The pass is located between the towns of Roncesvalles and Luzaide/Valcarlos in Navarra, northern Spain. The closest town in France is Saint-Jean-Pied-de-Port, at a distance of about 8 km (5.0 mi) from the Spanish border. It has customarily been an important point on the Santiago de Compostela pilgrimage route.
The route over the pass departs from Lintzoain on the Spanish side and from Saint-Jean-Pied-de-Port on the French side.
The pass divides the valley of the Nive on the north from the valley of the Irati on the south.

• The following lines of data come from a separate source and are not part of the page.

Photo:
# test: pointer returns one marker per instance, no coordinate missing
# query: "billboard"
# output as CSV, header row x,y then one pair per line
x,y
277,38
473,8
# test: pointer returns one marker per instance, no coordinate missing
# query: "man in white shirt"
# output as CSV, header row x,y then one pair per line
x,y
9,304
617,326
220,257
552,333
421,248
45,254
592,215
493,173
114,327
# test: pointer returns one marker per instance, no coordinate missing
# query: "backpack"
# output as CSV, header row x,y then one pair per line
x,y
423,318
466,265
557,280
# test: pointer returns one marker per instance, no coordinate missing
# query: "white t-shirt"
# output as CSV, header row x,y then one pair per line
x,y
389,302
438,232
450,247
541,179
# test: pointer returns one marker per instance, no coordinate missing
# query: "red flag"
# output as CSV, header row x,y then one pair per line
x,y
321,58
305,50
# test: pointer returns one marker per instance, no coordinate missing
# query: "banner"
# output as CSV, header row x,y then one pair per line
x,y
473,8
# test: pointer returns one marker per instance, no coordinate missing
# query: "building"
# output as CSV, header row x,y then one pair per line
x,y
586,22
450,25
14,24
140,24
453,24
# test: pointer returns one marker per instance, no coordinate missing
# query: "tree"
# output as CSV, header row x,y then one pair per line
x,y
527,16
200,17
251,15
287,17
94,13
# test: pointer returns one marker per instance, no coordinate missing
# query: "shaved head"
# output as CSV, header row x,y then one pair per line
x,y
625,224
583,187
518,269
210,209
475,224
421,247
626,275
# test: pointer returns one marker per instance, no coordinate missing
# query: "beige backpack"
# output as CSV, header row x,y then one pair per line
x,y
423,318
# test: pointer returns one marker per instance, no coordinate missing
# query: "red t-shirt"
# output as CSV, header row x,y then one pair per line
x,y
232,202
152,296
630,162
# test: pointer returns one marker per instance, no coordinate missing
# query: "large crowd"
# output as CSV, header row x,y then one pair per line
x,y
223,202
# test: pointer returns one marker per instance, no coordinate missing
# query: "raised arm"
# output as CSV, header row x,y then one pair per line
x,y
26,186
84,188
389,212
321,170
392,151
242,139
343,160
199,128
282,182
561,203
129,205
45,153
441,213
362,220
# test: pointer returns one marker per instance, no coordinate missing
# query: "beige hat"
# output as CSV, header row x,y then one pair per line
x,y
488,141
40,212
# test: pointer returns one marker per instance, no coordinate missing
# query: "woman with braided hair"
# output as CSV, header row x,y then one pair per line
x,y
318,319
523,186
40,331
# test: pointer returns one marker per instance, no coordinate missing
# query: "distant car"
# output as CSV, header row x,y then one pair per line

In 778 Roland, the warden of the Breton March, had accompanied Charlemagne on his campaign into the Iberian peninsula across the Western Pyrenees. Einhard, the biographer of Charlemagne, mentions in his Vita Karoli Magni a fatal event involving Vasconian raiders who laid an ambush by hiding in the woods on top of a high mountain while Frankish troops were crossing the mountain pass. Subsequently, the raiders attacked the rear guards of the Frankish army on their way down into the valley. According to Einhard, Eggihard, the King's steward; Anselm ("Anshelmus"), Count Palatine; and Roland ("Hruodlandus"), Governor of the March of Brittany, with very many others, lost their lives during that ambush.